Baseball's `Rodeo' Balm Gives Pitchers Homespun Blister Remedy
from Bloomberg.com
July 14 (Bloomberg) -- Back in his days as a rodeo cowboy, Los Angeles Dodgers trainer Stan Johnston mixed some items in his medicine chest and came up with a balm that helped heal the burns and blisters on his hands from riding bulls and roping steers.
He kept the recipe, and now ``Stan's Rodeo Ointment'' mends professional athletes. Dodgers pitcher Derek Lowe, whose blisters would cause him to throw blood-stained baseballs when he was with the Boston Red Sox, says the black, tarry goo solved his chronic problem.
``It saved me from just having to make it through a game,'' Lowe, 33, said in an interview. ``Now talent can dictate a game again, not how long you can hold on and endure the pain.''
Johnston, who was a National League trainer at Major League Baseball's All-Star Game on July 11, has applied for a patent on his potion -- a combination of Polymyxin B Suflate and other ingredients. He says he's aiming to convince a pharmaceutical company to sell it as an over-the-counter medication.
``It heals things faster, any kinds of cuts, blisters, abrasions,'' Johnston, 46, said in an interview.
He already has believers. Most other Major League Baseball teams use it, along with the Houston Texans of the National Football League and the University of South Carolina football team. He said he expects to receive a patent July 20.
$35 a Tube
For now, he gets it made by SportPharm, a pharmacy based in Torrance, California, that supplies sports teams. It costs $35 for a 30-gram (1-ounce) tube, according to SportPharm President Robert Nickell.

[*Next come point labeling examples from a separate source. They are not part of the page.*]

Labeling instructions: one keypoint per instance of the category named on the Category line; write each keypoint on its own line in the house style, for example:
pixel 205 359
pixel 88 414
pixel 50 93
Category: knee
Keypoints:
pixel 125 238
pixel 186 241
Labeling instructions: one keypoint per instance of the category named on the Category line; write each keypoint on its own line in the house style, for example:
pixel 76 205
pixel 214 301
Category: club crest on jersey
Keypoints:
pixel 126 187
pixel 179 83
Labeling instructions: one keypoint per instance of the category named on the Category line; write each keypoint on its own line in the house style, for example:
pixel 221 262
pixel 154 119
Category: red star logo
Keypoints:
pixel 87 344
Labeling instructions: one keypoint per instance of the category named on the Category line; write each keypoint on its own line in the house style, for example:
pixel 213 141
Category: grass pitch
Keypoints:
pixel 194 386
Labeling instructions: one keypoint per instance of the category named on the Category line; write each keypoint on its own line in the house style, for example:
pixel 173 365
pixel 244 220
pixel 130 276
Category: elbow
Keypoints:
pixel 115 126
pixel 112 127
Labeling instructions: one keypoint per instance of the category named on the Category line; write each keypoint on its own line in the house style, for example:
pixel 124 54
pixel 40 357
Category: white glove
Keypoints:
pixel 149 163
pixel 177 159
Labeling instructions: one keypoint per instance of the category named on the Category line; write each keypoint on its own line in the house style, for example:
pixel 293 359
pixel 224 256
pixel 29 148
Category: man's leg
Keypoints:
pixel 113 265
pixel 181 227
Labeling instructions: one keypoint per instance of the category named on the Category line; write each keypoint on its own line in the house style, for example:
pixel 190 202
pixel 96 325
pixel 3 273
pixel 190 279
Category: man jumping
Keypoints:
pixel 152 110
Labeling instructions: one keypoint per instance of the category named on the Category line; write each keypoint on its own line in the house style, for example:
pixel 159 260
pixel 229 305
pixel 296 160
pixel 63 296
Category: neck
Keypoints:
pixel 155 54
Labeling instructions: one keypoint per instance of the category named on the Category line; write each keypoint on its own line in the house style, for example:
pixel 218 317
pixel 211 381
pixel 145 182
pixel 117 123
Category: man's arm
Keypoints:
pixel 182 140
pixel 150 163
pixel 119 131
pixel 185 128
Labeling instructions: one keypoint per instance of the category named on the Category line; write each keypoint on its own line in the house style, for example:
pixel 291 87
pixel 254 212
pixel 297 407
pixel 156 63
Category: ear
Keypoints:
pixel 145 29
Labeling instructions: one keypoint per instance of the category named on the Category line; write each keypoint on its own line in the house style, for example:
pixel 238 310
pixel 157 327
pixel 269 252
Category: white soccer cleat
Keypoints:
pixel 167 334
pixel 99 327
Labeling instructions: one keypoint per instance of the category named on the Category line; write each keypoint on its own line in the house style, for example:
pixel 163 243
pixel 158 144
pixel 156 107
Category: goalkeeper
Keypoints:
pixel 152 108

The ointment is excluded from the requirement for U.S. Food and Drug Administration approval because it's compounded by a pharmacy with substances that already have passed the agency's standards, said SportPharm's head pharmacist, Mike Pavlovich.
Johnston concocted the formula during his years in professional rodeo from 1974-1983. No ordinary cowboy, he had a bachelor's degree in sports medicine from Western Montana College in Dillon, which he attended on a rodeo scholarship. After he left the rodeo, he earned a master's degree in the field from Montana State University in Bozeman in 1985.
After suffering cuts and burns in the rodeo, Johnston used his expertise and combined Polymyxin B Suflate, Bacitracin Zinc and Povidone-Iodine, and applied it to his hands to toughen the skin.
`Bit of Force'
``The pressure of the rope and heat from the rope would tear off the skin on my riding hand through my leather glove,'' Johnston said. ``You are riding a 1,600-, 1,800-pound animal. It would put a little bit of force on your hands.''
Johnston began using the substance on baseball players when he joined the Dodgers as a trainer in the team's minor-league system in 1985. As players moved to other organizations, word spread.
South Carolina athletic trainer Rod Walters orders about 10 tubes a year for the football team and uses it to heal blisters on players' feet and quarterbacks' fingers.